161 & 5 Book Meme from Darla
Rules:
1. Grab the book closest to you
2. Open it to page 161
3. Find the fifth full sentence
4. Post the text of the sentence to your blog
5. Don’t search around for the coolest book you have, use the one that is really next to you

From Stedman’s Medical Dictionary,

Asparagus officinalis, an edible vegetable, the rhizome and roots of which, together with the edible young shoots, are used as a diuretic.

And gives you stinky pee.

***

Live Blogging tonight, my dearies. I always say 7 PST but it always turns out to be 7:30 to 8:00. Please be advised.

D.

11 Comments

  1. noxcat says:

    Who wants to smell bar soap?

    Uhm, that depends. My soon to be ex husband used to use a peppermint scented soap that at the end of the day (once the peppermint smell mixed with his own) made him smell quite yummy.

    Scents can be quite nice when the right person wears the right scent.

  2. Corn Dog says:

    I’m doing Kate’s meme on your blog:
    As the brachium ascends toward the mesencephalon it sinks deeper and deeper into the dorsal part of the pons (Fig. 305) until it is entirely submerged (Fig 127).”Umm, yeah.

  3. kate r says:

    My very first boyfriend used Old Spice and to this day when I get a whiff of it I get slightly aroused. Just a the first detection of it. After that, it’s yuck, because I hate that stuff.

    I like your meme but it’s too long to steal. I’ll do the other one.

  4. shaina says:

    KUSHIELLLLLL! such a good book…so kinky, so hot, so complex, so AMAZINGLY written. you’ll love it.
    that meme is not quite as long as the one i did yesterday. perhaps i’ll do this one when i get home from dancing tonight.
    when are you doing live blogging again??

  5. sxKitten says:

    Why Shaina, you kinky little thing, you. And Doug worries about corrupting you 😉

    I’m re-reading Kushiel #3 for about the 3rd time now.

  6. shaina says:

    hehe, yep, sxK! i need to read them all again, too. i am actually uncertain if i ever finished them all. they are just so LONG. i just know i loved them.

  7. If you where a crayon, what color would you be? Oh, I don’t know. Is there a Tumescent Red?

    A friend of ours spent a fair amount of time and energy sending rude and/or bizarre color suggestions to Crayola when they solicited suggestions back 1993. Her favorite?

    Puppy Pecker Pink.

  8. Erin O'Brien says:

    Welp. Looks like I gotta take my pants off again.

  9. Walnut says:

    For those of you who missed live blogging last night — you missed a lot. Transsexuals, anal bleaching, high colonics, and p0rn!
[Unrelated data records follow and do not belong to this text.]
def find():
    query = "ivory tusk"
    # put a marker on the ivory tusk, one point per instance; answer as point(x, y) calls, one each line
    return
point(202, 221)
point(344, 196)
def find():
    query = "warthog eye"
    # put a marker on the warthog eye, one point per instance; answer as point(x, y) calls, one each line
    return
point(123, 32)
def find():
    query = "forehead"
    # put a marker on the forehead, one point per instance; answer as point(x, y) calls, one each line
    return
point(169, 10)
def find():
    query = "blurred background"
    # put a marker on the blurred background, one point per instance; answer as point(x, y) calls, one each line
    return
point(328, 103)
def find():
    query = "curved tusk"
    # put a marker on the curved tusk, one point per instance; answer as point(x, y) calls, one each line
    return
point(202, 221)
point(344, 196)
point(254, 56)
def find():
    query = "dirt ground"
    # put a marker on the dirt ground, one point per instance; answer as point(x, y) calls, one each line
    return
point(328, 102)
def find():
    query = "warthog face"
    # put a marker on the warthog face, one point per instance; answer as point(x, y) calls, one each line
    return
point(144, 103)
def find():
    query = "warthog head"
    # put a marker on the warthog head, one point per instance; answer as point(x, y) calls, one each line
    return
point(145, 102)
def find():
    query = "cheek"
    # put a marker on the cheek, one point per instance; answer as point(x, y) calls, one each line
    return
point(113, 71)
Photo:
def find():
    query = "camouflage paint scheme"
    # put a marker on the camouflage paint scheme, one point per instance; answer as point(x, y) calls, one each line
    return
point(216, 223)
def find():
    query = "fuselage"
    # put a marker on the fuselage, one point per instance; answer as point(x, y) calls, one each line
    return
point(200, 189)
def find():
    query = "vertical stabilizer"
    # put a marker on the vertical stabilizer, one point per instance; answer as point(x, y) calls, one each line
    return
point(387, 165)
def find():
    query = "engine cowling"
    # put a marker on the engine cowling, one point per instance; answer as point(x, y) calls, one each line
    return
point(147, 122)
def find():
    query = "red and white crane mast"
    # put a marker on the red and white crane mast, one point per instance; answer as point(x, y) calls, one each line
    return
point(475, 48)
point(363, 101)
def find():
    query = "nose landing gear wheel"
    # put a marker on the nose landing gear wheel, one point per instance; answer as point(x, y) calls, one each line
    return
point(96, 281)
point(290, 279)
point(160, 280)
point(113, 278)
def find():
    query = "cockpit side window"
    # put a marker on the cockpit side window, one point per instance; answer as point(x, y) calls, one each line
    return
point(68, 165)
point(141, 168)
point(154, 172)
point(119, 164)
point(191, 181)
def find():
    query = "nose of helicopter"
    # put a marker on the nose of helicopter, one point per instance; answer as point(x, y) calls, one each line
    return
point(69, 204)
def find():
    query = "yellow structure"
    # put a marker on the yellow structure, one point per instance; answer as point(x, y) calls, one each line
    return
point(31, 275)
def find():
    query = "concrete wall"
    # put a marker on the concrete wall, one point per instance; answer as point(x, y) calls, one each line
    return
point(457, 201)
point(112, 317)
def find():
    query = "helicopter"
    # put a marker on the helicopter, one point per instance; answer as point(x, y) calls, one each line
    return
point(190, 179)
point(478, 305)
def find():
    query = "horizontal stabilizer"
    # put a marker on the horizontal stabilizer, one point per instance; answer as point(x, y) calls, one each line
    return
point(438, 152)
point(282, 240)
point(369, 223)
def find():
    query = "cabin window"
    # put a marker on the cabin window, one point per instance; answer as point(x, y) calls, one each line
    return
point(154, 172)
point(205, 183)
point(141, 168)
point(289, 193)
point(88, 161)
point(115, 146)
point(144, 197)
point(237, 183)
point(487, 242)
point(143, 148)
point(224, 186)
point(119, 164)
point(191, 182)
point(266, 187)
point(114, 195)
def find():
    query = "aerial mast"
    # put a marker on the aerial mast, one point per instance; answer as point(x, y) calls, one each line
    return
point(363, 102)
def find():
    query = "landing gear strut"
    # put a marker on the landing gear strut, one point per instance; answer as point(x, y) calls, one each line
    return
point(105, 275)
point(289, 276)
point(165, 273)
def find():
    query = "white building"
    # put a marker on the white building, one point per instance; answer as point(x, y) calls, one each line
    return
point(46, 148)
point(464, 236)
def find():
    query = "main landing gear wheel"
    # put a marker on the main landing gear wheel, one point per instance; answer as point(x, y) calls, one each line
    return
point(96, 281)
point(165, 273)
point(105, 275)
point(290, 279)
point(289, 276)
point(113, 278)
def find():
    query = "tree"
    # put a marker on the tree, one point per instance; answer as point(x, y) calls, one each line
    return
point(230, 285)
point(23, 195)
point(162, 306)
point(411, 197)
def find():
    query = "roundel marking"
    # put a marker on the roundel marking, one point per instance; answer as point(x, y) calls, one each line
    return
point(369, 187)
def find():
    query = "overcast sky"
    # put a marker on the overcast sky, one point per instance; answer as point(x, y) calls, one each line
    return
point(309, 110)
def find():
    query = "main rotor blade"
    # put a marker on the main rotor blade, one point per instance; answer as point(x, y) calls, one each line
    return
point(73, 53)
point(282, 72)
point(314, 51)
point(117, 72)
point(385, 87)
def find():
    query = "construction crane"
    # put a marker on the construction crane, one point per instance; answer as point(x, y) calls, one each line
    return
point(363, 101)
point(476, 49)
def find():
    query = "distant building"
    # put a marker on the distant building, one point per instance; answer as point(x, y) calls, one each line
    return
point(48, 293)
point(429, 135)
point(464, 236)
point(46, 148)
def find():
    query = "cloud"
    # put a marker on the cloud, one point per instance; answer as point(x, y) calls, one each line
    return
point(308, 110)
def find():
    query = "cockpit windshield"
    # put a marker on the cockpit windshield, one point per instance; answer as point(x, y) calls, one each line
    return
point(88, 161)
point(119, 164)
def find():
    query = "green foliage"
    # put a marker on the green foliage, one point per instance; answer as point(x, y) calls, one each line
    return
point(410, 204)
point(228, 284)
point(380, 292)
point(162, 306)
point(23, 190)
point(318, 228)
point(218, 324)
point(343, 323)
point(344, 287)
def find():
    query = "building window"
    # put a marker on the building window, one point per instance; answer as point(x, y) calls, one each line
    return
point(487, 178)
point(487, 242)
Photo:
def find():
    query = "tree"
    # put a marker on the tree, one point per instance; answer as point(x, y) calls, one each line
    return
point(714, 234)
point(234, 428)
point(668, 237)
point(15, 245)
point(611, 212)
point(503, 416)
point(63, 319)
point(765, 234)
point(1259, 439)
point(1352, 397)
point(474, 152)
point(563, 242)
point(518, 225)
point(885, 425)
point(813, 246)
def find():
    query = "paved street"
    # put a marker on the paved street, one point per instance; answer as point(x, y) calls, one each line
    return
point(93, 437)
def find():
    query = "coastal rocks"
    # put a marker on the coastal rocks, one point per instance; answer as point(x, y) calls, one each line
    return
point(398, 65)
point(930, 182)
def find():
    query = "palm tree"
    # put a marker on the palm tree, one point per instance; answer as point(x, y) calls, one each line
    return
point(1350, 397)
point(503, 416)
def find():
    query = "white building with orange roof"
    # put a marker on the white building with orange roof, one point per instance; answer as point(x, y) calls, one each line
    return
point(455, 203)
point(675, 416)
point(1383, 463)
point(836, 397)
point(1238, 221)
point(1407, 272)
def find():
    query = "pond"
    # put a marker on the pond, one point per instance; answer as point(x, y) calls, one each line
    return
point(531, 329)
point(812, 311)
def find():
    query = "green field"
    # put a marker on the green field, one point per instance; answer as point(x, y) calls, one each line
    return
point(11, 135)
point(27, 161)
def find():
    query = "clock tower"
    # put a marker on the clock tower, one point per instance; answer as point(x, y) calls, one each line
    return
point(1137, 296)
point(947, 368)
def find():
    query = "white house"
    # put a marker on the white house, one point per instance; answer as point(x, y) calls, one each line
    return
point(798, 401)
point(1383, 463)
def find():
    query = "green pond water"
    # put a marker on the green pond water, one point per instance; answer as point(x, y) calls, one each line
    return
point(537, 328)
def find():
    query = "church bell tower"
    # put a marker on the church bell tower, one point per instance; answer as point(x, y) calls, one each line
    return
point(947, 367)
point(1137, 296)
    I’m still chortling over puppy pecker pink. And O’Brien, is that a promise? I’m coming over to check.

  10. Suisan says:

    Well, thank god I got out of there before Neo wandered into the room and started reading over my shoulder. (g)

  11. Walnut says:

    Yeah, our conversation was unusually clean, didn’t you think? Probably because we didn’t talk about horses.

    Horses came up later, though — were you there for that bit? Weren’t you the one who requires a man to look good on a horse?